Freedom of Expression

Update on the LSE Atheist, Secular and Humanist Society

Although it is positive that the LSE Atheist, Secular and Humanist Society has received an apology from Professor Craig Calhoun, the Director of the LSE, they correctly point out several unsatisfactory elements in his letter. (This does not seem to be in the public domain.)

We are disappointed by Professor Calhoun’s admission that there was no “audit trail of the number and substance of complaints received”. We believe that such flippancy does not behove the LSE’s commitment to freedom of expression, and hope that the LSE will reform its procedures to better reflect this commitment. In light of the LSE’s inability to produce any evidence of complaints, we continue to believe that there were, in fact, none, and to suspect that our real crime was to offend the politics of the officials concerned, not the sensibilities of our fellow students.

We are also disappointed that Professor Calhoun has failed to apologise for, or even acknowledge, our harassment at the hands of LSE Security and LSESU officers. We disagree with Professor Calhoun’s contention that they acted ‘in good faith’ in dealing with a ‘difficult situation’, and aver that the decisions in question were uncomplicated and taken unhurriedly, over two days.
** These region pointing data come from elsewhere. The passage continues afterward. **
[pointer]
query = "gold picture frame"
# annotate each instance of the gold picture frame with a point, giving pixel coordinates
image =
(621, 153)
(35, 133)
We would like to know of the punitive action taken against the LSE and LSESU staff concerned, particularly against the named senior officials of the School administration, who are guilty of more than an ordinary miscalculation.

We are also dismayed by an aside in Professor Calhoun’s decision, in which he claims he doubts that the behaviour of the LSESU officers was “a complete shock to you, particularly in light of the controversial nature of these images”. We reject this attempt to excuse the behaviour of the LSESU officers by apportioning blame to us.

We insist that the t-shirts were entirely innocuous, and that we did not wear them with the intention of causing offence, but we also maintain that genuine freedom of expression in a civilised society must protect the provocative, the offensive and the blasphemous.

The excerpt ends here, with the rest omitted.